【コラム】WALK TO THE DREAM-66 開幕に向けて

 

 ◆いわきスポーツクラブ・大倉智社長

 ◆J3昇格へ原点に返る

 昨年初めて同一カテゴリーに残留し、Jリーグに届かなかった。その反省から、いろいろと考える時間をいただいた。今年はスローガンに掲げた、成長と挑戦を貫くため原点に返って鍛錬に励んでいる。14日の開幕戦に向けて選手の士気は高まり、一体感がでてきた。

 Jヴィレッジで2月28日に行われた復興支援試合で、開幕前に上のカテゴリーの福島ユナイテッドFCと対戦できたことは、開幕に向けた最高のシミュレーションになった。

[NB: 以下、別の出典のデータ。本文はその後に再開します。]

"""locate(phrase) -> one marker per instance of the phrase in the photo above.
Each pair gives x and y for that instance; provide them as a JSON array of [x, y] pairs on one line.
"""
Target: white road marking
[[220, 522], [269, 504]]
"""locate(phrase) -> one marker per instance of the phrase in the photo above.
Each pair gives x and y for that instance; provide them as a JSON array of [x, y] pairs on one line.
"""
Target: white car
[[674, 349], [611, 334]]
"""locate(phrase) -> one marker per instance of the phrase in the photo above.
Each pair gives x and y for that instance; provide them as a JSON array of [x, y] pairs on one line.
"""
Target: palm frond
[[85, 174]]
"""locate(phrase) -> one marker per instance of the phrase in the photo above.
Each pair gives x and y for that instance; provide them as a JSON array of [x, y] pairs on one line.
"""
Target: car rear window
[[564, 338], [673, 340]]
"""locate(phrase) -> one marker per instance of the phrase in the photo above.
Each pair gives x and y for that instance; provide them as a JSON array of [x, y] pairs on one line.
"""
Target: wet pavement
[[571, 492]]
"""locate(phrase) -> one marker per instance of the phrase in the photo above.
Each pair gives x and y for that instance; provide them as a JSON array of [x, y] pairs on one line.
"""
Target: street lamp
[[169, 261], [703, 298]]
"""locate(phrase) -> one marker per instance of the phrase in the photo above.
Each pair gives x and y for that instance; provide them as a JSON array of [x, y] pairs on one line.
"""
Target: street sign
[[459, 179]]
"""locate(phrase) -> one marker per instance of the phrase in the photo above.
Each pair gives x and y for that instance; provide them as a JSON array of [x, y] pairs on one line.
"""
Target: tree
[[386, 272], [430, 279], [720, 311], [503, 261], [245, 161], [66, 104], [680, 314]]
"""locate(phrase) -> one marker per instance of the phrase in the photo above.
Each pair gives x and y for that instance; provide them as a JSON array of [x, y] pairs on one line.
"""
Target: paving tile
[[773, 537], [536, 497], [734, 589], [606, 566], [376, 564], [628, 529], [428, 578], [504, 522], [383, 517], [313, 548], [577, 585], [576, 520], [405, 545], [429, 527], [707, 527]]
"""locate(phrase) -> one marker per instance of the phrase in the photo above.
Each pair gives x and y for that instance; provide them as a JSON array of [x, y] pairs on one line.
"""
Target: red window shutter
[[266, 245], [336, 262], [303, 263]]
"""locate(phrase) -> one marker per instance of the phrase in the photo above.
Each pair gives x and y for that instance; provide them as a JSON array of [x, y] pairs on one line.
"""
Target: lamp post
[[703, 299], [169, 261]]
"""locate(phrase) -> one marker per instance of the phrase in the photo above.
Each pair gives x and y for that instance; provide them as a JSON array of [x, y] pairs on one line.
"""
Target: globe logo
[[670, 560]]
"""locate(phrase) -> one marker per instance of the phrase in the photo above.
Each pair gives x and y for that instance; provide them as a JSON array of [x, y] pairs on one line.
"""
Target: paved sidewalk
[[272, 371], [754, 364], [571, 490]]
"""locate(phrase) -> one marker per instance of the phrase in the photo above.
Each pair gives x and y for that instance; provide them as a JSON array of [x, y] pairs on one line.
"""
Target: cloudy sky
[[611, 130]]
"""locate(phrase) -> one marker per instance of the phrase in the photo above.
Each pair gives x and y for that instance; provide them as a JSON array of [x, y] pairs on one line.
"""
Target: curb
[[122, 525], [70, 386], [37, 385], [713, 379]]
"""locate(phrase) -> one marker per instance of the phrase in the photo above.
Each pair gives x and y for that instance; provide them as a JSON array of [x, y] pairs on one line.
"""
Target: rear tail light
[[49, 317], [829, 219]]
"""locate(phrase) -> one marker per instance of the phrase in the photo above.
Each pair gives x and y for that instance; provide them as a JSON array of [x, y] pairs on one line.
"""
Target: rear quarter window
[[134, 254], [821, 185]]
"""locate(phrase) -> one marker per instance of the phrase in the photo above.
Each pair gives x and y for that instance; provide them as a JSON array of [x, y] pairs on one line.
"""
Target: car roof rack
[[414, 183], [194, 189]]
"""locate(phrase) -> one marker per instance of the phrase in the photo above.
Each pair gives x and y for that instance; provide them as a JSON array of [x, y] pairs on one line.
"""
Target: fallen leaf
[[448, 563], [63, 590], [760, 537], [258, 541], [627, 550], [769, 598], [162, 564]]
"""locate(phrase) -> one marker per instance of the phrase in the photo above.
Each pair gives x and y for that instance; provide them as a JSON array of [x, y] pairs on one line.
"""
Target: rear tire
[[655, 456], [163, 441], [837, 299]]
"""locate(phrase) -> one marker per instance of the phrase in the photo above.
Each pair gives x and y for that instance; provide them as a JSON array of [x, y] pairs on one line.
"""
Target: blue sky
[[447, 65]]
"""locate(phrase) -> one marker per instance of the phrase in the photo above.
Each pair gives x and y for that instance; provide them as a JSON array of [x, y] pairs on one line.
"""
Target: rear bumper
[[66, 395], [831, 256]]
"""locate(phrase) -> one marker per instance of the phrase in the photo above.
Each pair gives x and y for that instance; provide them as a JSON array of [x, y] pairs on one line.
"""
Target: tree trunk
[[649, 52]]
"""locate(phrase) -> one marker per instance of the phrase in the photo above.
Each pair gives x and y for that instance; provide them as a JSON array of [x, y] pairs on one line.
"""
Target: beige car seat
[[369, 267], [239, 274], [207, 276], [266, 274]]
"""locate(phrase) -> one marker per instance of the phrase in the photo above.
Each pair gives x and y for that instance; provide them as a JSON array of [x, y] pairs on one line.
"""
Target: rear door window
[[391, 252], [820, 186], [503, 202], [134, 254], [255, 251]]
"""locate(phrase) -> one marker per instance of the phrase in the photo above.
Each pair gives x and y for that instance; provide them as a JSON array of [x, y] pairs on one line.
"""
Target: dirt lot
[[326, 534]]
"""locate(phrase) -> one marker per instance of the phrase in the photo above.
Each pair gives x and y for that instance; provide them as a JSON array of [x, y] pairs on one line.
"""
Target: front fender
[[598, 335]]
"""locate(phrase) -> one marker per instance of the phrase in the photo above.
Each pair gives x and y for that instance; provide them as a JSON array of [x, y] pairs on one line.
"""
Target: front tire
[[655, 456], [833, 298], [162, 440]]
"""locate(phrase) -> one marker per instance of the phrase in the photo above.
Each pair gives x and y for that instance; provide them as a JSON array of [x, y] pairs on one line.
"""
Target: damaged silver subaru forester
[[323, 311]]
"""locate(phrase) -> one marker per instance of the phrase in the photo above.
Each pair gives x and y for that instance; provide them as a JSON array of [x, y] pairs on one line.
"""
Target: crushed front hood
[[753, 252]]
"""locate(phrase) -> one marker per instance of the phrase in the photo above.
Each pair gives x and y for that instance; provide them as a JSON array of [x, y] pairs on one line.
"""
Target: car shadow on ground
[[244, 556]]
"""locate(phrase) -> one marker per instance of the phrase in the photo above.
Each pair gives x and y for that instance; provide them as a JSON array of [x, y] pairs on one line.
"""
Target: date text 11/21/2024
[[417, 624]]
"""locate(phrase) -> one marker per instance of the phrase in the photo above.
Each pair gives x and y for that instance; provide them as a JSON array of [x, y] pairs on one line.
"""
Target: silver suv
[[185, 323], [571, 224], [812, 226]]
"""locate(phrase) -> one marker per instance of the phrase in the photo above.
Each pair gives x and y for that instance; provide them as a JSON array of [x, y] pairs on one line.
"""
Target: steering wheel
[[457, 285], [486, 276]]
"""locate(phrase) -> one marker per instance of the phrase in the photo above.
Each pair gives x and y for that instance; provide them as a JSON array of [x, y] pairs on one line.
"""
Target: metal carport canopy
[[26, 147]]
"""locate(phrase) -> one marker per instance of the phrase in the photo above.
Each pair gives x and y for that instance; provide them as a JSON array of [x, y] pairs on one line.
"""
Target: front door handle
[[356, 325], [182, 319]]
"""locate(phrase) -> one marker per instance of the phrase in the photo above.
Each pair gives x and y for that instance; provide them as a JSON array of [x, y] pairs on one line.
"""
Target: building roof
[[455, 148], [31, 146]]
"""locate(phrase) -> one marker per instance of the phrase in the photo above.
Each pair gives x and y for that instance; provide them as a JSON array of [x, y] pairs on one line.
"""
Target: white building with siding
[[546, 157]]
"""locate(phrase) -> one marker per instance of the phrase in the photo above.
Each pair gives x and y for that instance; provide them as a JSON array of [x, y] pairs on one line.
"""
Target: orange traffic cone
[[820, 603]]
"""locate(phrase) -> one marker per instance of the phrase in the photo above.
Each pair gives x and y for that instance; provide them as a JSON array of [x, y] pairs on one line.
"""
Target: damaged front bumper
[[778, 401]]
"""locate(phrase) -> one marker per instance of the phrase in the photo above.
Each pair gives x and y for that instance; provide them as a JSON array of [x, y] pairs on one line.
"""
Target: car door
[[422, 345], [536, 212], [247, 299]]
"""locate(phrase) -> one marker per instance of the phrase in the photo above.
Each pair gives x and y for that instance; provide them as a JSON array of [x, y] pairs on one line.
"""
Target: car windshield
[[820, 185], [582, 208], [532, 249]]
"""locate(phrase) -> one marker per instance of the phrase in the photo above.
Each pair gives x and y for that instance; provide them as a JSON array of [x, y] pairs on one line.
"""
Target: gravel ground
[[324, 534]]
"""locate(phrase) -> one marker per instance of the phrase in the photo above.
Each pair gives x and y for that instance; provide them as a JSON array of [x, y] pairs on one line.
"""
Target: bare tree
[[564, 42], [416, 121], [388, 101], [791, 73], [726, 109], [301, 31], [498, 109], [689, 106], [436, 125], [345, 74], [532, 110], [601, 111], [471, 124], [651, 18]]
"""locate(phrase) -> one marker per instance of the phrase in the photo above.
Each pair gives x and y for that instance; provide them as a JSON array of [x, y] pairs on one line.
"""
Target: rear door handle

 ストレングス(筋力強化)と練習は、チーム発足時の貪欲さ、アグレッシブさを思い起こさせるほど質、量ともに充実している。初心に戻るだけではない。選手への要求も高くなっている。その上で戦術や戦略を練り、魂の息吹くフットボールで「勝ち」にこだわるチームにしていく。

 新型コロナ禍で制約のある中、32試合の長丁場になる。選手の成長欲求にも応えつつ年間を通じてトレーニングを積むことで、選手もチームも成長していく姿を見せたい。日々の成長が勝点3を生み、その積み上げが昇格へとつながると信じる。シーズン後に、ファンの皆さんと喜びを分かち合いたい。

 もちろん優勝を狙うが、2チーム増えた百年構想クラブのチームとJ3昇格を懸けた戦いになる。互いに落とせない真剣勝負ができると思うとワクワクするし、その重圧に打ち勝っていかないとならない。

 さらに、今年は皆さんの近くで試合できる機会が多い。勝ちにこだわり、面白いと思われる試合をするのが大前提。常に次に希望の持てる試合を見せたい。昨年は本当に悔しい思いをした。面白さも失わず、「勝つ」意識をもっともっと前に出していく。原点回帰し、J3昇格を狙う新たな挑戦がまた始まる。

おおくら・さとし 川崎市出身。早大商学部卒。現役時はJリーグの柏レイソルやジュビロ磐田などでFWで活躍。引退後はセレッソ大阪チーム統括ディレクター、湘南ベルマーレGM、社長などを歴任し、2015年12月から現職。51歳。